A: This question gives me a good reason to talk about the seasons in general, not only those in Australia.

First, let's look at Australia and then to the seasons everywhere, especilly in the USA.

Since Australia is in the Southern Hemisphere, the seasons are opposite to those in the Northern Hemisphere, which of course, includes the USA.

This means that winter Down Under in Australia runs from June 1 through Aug. 31 and summer from Dec. 1 through Feb. 28 (29th in leap years). This is true of all of Australia, including Western Australia.

While you often hear that winter "officially" begins on Dec. 21 or 22, I've never been able to find anything that makes this date, which is the Northern Hemisphere's winter solstice, any kind of "official" date.

Meteorologists in the USA consider the seasons to run from beginnings to ends of months. Among other things, this makes seasonal records easier to keep and averages easier to figure out.

Australia's meteorologists think the same way, but with the seasons reversed.

To make sure of this, I checked Australia's Commonwealth Bureau of Meteorology's Web site section on the nation's climate.

Sure enough, it says: "Summer is from December to February; autumn from March to May; winter from June to August; and spring from September to November. For most of the country the hottest month is January." (Related: Australia's climate)

This year (2003) the winter solstice occurs on Monday, Dec 22 at 7:04 a.m. Universal Time – the "standard" time at the longitude line that goes through Greenwich, England. (This is why it used to be called Greenwich Mean Time.) This is 2:04 a.m. Eastern Time in the USA and 11:05 p.m. Sunday, Pacific time in the USA.
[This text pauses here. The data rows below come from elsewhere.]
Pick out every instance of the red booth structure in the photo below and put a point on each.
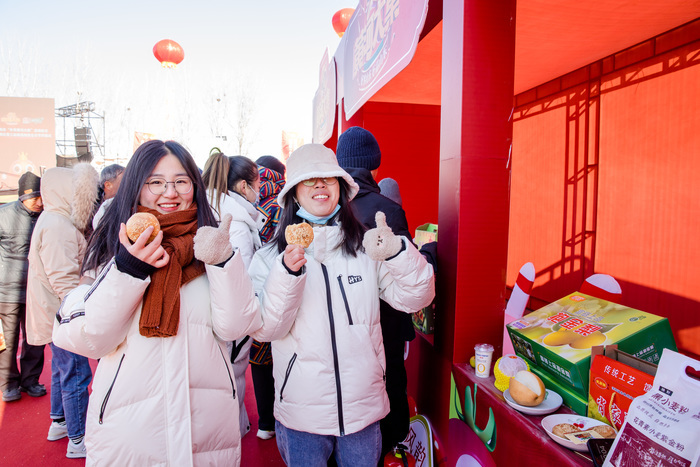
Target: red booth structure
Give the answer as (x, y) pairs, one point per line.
(562, 133)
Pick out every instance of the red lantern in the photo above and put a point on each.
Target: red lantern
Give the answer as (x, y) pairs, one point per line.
(341, 18)
(399, 457)
(168, 53)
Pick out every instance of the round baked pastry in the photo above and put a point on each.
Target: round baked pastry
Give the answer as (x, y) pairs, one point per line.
(140, 222)
(299, 234)
(564, 429)
(526, 389)
(605, 431)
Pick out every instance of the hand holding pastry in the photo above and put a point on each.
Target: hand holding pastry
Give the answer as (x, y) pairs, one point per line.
(212, 245)
(143, 248)
(299, 234)
(139, 222)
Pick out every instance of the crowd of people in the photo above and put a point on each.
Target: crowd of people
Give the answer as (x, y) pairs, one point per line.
(175, 320)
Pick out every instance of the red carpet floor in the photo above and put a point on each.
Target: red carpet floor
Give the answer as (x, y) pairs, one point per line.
(24, 424)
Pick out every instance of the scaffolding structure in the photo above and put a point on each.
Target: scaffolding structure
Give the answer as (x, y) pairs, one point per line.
(85, 145)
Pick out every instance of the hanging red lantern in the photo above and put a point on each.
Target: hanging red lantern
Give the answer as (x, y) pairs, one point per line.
(341, 18)
(168, 53)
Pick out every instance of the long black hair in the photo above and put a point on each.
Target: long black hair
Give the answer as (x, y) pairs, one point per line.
(104, 241)
(353, 230)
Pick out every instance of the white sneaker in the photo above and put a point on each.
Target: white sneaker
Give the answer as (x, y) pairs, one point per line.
(57, 431)
(76, 450)
(264, 434)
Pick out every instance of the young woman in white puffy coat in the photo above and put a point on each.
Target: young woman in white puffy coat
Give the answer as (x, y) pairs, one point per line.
(320, 309)
(233, 184)
(158, 316)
So, if the December solstice isn't the "official" beginning of winter in the Northern Hemisphere, what is it?

It's the darkest part of the year in the Northern Hemisphere and after the solstice the days ever so slowly begin to lengthen.
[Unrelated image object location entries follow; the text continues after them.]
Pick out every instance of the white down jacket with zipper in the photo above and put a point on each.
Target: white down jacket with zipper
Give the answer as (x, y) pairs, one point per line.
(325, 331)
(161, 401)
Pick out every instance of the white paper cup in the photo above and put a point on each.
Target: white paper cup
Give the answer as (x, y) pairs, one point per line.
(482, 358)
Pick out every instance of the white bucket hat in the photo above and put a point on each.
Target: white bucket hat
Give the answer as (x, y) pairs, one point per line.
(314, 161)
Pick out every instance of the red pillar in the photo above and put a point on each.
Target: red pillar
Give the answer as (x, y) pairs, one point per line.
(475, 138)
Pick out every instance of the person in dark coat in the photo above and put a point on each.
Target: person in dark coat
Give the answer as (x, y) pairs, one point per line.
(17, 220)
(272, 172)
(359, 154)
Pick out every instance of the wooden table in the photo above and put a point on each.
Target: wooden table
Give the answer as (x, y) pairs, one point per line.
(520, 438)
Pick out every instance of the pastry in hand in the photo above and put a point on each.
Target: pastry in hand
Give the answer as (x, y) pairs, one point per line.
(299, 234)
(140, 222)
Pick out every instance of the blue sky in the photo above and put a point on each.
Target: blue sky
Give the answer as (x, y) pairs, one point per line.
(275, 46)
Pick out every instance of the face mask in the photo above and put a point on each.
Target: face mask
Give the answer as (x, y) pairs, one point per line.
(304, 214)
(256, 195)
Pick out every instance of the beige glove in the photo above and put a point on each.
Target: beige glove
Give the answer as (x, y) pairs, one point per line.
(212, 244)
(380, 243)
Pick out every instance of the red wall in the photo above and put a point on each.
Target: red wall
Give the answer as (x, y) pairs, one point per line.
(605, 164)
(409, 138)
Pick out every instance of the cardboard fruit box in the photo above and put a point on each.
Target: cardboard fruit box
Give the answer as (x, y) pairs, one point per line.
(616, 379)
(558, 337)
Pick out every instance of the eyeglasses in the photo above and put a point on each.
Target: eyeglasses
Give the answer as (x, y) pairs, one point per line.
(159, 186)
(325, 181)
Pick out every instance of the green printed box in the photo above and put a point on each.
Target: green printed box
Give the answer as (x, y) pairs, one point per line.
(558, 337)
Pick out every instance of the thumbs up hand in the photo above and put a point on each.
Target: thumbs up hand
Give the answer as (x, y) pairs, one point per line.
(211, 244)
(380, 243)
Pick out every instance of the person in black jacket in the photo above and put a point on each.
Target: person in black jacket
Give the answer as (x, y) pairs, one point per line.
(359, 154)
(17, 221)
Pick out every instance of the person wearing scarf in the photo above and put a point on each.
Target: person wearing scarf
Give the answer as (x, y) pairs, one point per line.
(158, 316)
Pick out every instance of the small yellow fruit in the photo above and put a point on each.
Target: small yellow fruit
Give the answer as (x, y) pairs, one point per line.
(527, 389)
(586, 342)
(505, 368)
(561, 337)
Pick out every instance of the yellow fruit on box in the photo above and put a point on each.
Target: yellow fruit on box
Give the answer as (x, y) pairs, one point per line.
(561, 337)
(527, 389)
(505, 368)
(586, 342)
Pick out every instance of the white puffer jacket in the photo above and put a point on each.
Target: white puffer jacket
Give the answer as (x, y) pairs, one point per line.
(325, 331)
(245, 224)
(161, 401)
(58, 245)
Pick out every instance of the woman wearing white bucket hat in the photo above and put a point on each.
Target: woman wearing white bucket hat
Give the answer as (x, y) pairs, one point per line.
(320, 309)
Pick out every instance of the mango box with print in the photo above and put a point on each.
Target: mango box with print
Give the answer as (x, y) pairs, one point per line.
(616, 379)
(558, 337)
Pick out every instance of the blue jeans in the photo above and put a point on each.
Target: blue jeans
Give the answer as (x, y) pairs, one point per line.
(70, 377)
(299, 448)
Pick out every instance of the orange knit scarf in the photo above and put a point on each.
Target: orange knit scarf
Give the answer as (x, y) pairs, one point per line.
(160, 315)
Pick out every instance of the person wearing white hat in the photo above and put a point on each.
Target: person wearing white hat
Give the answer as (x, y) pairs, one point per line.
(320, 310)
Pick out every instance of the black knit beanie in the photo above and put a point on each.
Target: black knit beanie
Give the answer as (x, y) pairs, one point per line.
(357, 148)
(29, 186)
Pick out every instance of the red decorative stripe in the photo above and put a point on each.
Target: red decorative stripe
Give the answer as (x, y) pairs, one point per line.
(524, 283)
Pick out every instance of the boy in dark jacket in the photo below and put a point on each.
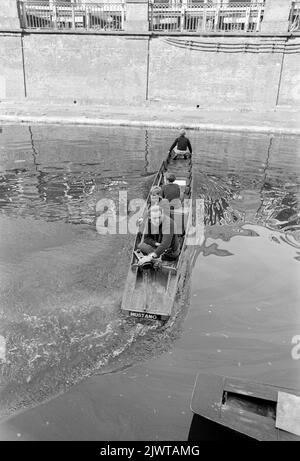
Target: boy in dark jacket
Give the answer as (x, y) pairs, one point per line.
(181, 145)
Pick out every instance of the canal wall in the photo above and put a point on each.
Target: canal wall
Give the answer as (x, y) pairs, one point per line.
(250, 71)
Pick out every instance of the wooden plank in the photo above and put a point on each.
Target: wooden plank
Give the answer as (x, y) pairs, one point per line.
(251, 388)
(247, 407)
(288, 413)
(207, 396)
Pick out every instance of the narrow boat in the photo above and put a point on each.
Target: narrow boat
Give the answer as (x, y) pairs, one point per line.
(150, 293)
(227, 408)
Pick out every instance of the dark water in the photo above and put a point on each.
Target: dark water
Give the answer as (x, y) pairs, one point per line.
(62, 282)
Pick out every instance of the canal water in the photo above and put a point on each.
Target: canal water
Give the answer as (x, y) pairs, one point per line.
(62, 282)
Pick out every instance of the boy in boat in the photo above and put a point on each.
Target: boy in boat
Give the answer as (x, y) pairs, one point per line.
(181, 145)
(160, 238)
(155, 195)
(170, 191)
More precisely, the Northern Hemisphere winter solstice is the instant when the sun is directly above the Tropic of Capricorn, which is latitude 23.5 degrees south. The latitude lines runs across northern Australia, Chile, southern Brazil, and southern South Africa.

At this time the sun is at its lowest point in the Northern Hemisphere's sky. You could say it's the beginning of astronomical winter.
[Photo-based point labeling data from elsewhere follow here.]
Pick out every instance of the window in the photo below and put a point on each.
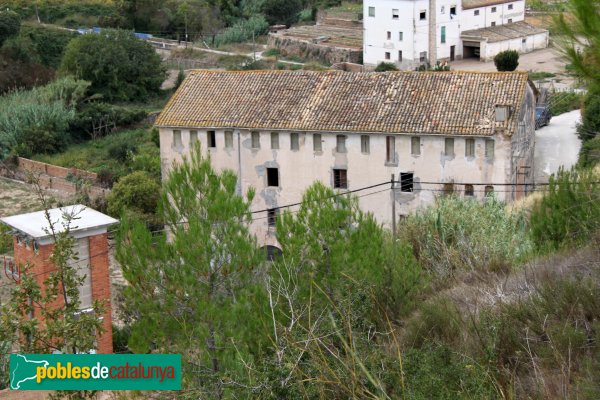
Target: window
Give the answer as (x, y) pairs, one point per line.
(415, 146)
(275, 140)
(390, 149)
(272, 217)
(294, 141)
(211, 138)
(177, 139)
(449, 147)
(317, 142)
(469, 191)
(229, 139)
(489, 148)
(406, 181)
(193, 138)
(273, 177)
(340, 179)
(255, 140)
(365, 145)
(340, 144)
(469, 147)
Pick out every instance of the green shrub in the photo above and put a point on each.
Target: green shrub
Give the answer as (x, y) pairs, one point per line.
(507, 60)
(569, 212)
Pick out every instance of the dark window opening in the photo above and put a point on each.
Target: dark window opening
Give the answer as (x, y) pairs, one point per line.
(272, 177)
(211, 138)
(340, 179)
(406, 182)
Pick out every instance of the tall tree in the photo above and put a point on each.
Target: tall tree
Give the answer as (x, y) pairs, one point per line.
(192, 286)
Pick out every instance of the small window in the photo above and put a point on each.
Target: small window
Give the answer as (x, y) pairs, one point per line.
(406, 181)
(365, 145)
(341, 144)
(469, 147)
(275, 140)
(272, 217)
(449, 147)
(469, 191)
(294, 141)
(229, 139)
(177, 139)
(273, 177)
(415, 145)
(317, 142)
(340, 179)
(255, 140)
(211, 138)
(390, 149)
(489, 148)
(448, 189)
(193, 138)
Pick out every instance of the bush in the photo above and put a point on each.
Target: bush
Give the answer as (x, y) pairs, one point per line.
(507, 60)
(383, 66)
(118, 65)
(136, 195)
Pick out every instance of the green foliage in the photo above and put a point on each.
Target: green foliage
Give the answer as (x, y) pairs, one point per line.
(466, 235)
(135, 195)
(243, 30)
(507, 60)
(383, 66)
(569, 212)
(10, 24)
(194, 291)
(118, 65)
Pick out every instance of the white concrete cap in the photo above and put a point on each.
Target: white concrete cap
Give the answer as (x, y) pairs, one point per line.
(85, 222)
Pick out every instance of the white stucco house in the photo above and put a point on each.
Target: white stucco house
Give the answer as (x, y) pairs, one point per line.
(412, 32)
(464, 132)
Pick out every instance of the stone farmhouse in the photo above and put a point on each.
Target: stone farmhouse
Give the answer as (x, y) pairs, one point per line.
(411, 33)
(437, 132)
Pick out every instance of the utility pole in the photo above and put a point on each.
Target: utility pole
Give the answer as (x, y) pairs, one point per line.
(393, 182)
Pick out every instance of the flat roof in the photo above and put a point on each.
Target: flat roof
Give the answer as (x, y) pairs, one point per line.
(500, 33)
(78, 218)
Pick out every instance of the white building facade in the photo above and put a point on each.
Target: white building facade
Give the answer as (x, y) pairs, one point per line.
(280, 141)
(410, 33)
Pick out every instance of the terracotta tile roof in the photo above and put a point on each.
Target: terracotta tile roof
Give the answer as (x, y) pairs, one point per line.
(445, 103)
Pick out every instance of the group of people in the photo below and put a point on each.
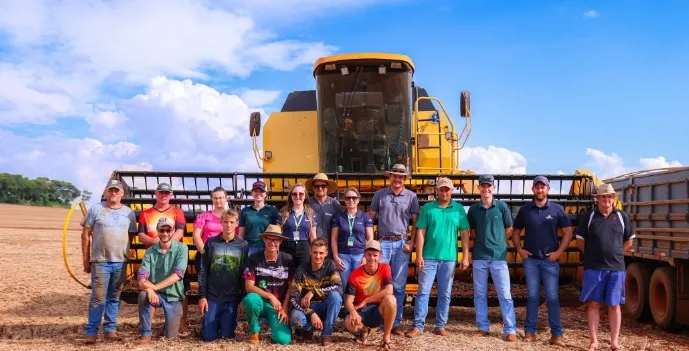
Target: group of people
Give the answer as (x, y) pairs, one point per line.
(293, 269)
We have a lot of information about all of this on the USATODAY.com Web site. You'll find a graphic and links to this information by going to Earth's tilt creates seasons.

Meteorological winter is different, as the National Oceanic and Atmospheric Administraion noted in a Dec. 22, 2003 press release: "What many people don't know is that there is another kind of winter called meteorological winter" said Steve Kuhl, warning coordination meteorologist with the NOAA National Weather Service in Washington, D.C.

For weather watchers, meteorological winter is the three month period of December, January, and February. In northern locations, meteorological winter begains long before the winter solstice, the NOAA press release says.

While the meteorological seasons noted above agree pretty well with the kind of weather people in most middle latitude places experience, there are other ways to look at the seasons.

For example, the Commonwealth Bureau of Meteorology's Web site has a section on Indigenous Weather Knowledge.

If you go to this page, you'll see four red dots on a map of Australia. Clicking on these dots takes you to information about the seasons of four different groups in north-central Australia. Two of them have five seasons, one only three, and the fourth has six seasons.

These peoples live in Australia's tropics — north of the Tropic of Capricorn — which means temperatures stay pretty much the same all year, but the amount of clouds and rain change.

Keith Heidorn, who runs The Weather Doctor Web site has another way to look at the middle latitude seasons: The solar seasons.

By this system, he notes, "The quarter of the year having the most potential solar energy and longest days is Solar Summer; and the quarter having the least potential solar energy and shortest days (is) Solar Winter." Spring and fall, of course, are the seasons in between winter and summer.

These seasons begin on the "cross quarter days," which are (roughly) half way between the solstices and equinoxes.

In the western world, cross quarter days — or days close to them — are traditional holidays. Probably the best known of these in the USA is Groundhog Day. May day is another. (Related Weather Doctor columns: Celebrating Ground Hog Day and Celebrating May Day)

All in all, the weather in most places is too disorderly to be confined to rigid "seasons."

Naming seasons and selecting beginning and ending dates are one of the ways we humans try to bring a little order to the disorderly atmosphere. We shouldn't be surprised when nature doesn't always go along.

When a foot of snow falls on the Northeast on Dec. 15, nothing is wrong with the weather — nature is just reminding us who's boss.